The Company’s Amended and Restated 2004 Stock Incentive Plan and the Amended and Restated 2014 Stock Incentive Plan provide settlement alternatives to employees in which the Company retains shares to cover payroll withholding taxes in connection with the vesting of restricted stock unit awards and performance share awards, and shares used by employees to cover the price of certain stock options that were exercised.  During the years ended December 31, 2019 and 2018, the Company acquired $48 million and $51 million, respectively, of its common stock under these plans.
Common shares acquired are reported as treasury stock in the consolidated balance sheet.
Dividend Availability
The Company’s U.S. insurance subsidiaries, domiciled principally in the State of Connecticut, are subject to various regulatory restrictions that limit the maximum amount of dividends available to be paid by each insurance subsidiary to its respective parent company without prior approval of insurance regulatory authorities. A maximum of $2.79 billion is available by the end of 2020 for such dividends to the holding company, TRV, without prior approval of the Connecticut Insurance Department.  The Company may choose to accelerate the timing within 2020 and/or increase the amount of dividends from its insurance subsidiaries in 2020, which could result in certain dividends being subject to approval by the Connecticut Insurance Department.
In addition to the regulatory restrictions on the availability of dividends that can be paid by the Company’s U.S. insurance subsidiaries, the maximum amount of dividends that may be paid to the Company’s shareholders is limited, to a lesser degree, by certain covenants contained in its line of credit agreement with a syndicate of financial institutions that require the Company to maintain a minimum consolidated net worth as described in note 8.
TRV is not dependent on dividends or other forms of repatriation from its foreign operations to support its liquidity needs.  The undistributed earnings of the Company’s foreign operations are intended to be permanently reinvested in those operations, and such earnings were not material to the Company's financial position or liquidity at December 31, 2019.
TRV and its two non-insurance holding company subsidiaries received dividends of $2.50 billion, $2.30 billion and $2.33 billion from their U.S. insurance subsidiaries in 2019, 2018 and 2017, respectively.
For the years ended December 31, 2019, 2018 and 2017, TRV declared cash dividends per common share of $3.23, $3.03 and $2.83, respectively, and paid cash dividends of $844 million, $814 million and $785 million, respectively.

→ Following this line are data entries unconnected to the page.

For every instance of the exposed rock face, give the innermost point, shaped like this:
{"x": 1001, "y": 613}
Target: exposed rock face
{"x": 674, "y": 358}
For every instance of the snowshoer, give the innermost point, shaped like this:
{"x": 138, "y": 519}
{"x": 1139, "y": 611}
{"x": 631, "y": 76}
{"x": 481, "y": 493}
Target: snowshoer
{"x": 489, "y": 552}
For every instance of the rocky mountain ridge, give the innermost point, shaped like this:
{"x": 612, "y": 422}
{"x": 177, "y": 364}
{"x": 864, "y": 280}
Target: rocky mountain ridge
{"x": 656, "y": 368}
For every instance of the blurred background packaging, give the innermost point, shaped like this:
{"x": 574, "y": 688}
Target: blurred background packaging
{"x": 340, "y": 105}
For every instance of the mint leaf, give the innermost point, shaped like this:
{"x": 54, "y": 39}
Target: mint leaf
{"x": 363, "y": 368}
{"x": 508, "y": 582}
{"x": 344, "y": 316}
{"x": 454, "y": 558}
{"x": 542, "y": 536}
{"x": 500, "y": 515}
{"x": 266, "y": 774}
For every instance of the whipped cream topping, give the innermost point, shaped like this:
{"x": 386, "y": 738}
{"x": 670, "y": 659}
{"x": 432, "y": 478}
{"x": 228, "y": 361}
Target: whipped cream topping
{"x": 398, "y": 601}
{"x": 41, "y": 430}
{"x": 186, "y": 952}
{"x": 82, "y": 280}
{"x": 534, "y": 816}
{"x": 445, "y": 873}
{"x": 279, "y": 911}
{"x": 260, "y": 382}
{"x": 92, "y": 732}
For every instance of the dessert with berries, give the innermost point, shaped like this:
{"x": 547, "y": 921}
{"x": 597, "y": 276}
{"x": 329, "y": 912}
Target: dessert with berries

Statutory Net Income and Statutory Capital and Surplus
Statutory net income of the Company’s domestic and international insurance subsidiaries was $2.74 billion, $2.61 billion and $2.30 billion for the years ended December 31, 2019, 2018 and 2017, respectively. Statutory capital and surplus of the Company’s domestic and international insurance subsidiaries was $21.33 billion and $20.77 billion at December 31, 2019 and 2018, respectively.